A 'slap in the face to the US auto industry'
This deal is more aimed at moving an ally, Britain, from unfriendly terms to better terms, Fiorani said.
"Canada should have been there first," Fiorani said. "But Canada is more difficult because they already have a free trade agreement underlying negotiations.”
Gordon agreed that not only was a U.K. deal less complicated than a deal with Canada or Mexico, but also "the Brits reacted less adversarially than the Canadians."
Wall Street analyst Dan Ives said the deal with Britain could hurt the U.S. car industry in the near-term and even long-term, depending on how things shake out. He called it a "George Costanza moment," referring to the oft-ridiculed character on the former popular sitcom "Seinfeld."

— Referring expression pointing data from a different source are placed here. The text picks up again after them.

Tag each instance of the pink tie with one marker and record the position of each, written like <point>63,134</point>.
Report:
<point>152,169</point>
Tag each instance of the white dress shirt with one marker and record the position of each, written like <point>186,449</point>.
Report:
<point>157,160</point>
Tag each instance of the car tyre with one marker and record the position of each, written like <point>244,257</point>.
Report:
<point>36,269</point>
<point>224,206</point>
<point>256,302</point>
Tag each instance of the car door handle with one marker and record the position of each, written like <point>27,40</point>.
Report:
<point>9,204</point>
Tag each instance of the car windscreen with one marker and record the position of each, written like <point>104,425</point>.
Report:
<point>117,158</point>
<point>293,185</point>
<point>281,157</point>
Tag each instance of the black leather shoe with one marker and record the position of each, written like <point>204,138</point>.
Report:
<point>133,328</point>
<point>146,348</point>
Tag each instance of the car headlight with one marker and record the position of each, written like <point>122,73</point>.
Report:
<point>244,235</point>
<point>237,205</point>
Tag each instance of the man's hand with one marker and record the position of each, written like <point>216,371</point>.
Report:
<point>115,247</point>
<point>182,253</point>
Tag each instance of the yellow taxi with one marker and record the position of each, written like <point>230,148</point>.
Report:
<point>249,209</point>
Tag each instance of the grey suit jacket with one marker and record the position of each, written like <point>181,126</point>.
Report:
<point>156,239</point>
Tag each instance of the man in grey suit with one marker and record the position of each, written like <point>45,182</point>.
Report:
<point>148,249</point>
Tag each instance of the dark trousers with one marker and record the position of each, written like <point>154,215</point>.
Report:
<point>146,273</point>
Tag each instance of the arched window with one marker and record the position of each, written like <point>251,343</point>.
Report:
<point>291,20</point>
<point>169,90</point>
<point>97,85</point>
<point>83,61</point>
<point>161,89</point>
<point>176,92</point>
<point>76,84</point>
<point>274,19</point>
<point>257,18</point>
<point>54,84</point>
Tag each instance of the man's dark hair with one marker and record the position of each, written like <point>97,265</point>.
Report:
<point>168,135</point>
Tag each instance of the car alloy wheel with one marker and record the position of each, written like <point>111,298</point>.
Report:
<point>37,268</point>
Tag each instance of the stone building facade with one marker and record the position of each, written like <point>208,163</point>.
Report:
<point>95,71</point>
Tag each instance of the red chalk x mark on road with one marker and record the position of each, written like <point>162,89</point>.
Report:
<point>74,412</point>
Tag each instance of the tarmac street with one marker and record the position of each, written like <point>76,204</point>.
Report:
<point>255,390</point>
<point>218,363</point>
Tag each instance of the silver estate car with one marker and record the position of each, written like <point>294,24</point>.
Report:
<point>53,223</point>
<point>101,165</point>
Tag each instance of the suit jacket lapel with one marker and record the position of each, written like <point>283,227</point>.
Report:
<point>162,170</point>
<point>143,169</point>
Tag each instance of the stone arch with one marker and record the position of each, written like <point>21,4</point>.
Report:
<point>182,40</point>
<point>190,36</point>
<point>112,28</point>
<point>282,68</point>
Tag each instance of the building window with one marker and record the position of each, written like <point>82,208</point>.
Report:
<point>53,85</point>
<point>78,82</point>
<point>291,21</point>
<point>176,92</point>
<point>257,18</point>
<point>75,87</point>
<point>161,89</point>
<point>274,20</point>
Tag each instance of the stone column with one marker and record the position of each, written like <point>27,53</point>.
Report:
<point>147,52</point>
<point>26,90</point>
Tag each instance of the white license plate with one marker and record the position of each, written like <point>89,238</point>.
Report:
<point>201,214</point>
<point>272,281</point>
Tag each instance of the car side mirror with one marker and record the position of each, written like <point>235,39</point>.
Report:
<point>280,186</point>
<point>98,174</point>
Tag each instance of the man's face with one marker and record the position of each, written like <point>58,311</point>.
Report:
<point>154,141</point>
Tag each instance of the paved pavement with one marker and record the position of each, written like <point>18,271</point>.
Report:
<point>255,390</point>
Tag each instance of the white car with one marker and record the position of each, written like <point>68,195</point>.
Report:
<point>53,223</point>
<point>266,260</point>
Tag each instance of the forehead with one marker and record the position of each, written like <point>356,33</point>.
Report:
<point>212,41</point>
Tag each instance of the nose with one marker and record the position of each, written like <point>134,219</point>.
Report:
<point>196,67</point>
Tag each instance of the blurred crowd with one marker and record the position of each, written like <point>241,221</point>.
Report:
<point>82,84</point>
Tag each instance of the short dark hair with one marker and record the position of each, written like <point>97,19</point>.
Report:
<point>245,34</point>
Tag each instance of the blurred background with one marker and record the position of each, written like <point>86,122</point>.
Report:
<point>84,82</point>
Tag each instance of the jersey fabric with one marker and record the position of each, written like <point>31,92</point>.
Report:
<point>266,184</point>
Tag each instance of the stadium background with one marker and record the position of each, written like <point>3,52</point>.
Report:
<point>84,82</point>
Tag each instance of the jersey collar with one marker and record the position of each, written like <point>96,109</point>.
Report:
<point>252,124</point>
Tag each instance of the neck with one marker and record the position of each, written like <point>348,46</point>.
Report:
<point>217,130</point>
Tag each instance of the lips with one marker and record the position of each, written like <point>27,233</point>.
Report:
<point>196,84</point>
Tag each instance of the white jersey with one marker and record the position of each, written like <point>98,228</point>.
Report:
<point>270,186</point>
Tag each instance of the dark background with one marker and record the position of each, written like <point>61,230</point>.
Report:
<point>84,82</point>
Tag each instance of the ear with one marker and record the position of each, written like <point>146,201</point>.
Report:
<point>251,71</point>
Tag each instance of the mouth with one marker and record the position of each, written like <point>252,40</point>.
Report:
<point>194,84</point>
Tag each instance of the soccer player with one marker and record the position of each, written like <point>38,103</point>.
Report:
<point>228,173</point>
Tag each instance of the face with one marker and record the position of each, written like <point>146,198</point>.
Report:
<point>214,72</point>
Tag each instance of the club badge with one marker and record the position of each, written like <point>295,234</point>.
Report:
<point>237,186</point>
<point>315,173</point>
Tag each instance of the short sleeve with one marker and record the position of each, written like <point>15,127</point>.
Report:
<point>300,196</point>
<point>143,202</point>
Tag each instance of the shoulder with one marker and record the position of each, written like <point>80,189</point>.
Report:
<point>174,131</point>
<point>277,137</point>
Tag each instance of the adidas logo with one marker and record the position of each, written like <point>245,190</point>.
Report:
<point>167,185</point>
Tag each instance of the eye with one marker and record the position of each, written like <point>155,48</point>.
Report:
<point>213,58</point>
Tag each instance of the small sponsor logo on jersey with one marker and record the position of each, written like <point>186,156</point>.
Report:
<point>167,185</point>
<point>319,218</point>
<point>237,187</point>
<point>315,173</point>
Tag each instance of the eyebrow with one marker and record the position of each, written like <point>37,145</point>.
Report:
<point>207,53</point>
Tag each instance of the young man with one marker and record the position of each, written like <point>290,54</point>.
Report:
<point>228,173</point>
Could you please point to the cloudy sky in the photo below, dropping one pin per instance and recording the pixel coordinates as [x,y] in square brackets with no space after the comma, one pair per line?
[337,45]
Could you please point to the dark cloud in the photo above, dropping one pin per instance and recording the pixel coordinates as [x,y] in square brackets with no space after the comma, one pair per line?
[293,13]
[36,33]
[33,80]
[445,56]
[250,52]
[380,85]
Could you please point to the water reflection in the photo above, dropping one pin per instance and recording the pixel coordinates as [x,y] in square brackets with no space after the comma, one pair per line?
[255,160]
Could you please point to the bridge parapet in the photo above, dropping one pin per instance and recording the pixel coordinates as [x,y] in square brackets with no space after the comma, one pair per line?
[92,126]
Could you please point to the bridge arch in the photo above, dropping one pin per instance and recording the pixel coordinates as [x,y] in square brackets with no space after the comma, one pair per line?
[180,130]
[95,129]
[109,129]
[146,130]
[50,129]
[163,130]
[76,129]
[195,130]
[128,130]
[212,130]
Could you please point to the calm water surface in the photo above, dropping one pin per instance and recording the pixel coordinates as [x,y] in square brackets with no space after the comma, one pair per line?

"The U.S. auto industry is getting no respect and the U.K. gets a sweetheart deal," Ives, managing director at Wedbush Securities, told the Free Press. "It's illogical. A slap in the face to the U.S. auto industry in our view."
Joe McCabe, CEO AutoForecast Solutions, said there is currently a 2.5% tariff on vehicles imported from Britain to the United States. So the 10% tariff is a small win for the United States, but it won’t move the needle in terms of opening up the U.K. market for more U.S.-assembled vehicles. In short, it does not provide any significant value to more U.S. production.
"This deal was a way to show the U.S. willingness to work with an ally, which should hopefully inspire other allies to come to the table, especially other European countries," McCabe told the Free Press.
He said the American Automakers Policy Council is 100% right in the idea that the highly integrated relationship with Canada and Mexico should be the priority. The White House's recent move to give a bit of relief to U.S. automakers to import up to 15% of their parts and get some tariff reimbursement shows some flexibility.
"However, with the reevaluation of USMCA coming up, the White House will most likely continue to leave the Canada/Mexico relationship in flux in an effort to control any new USMCA contract language to benefit the U.S.," McCabe said.
For now, Fiorani said the math under the current tariffs, with the reimbursements the Trump administration provided on April 29, still makes it cheaper to build the Ford Maverick, Bronco Sport and Mach-E in Mexico and to sell in the United States than for other automakers to import a vehicle from the United Kingdom.
Still, there lies that nagging concern among the U.S. auto industry: Other nations could get more favorable tariff deals ahead of U.S. automakers.
Said Fiorani, "One down. The rest of the world to go.”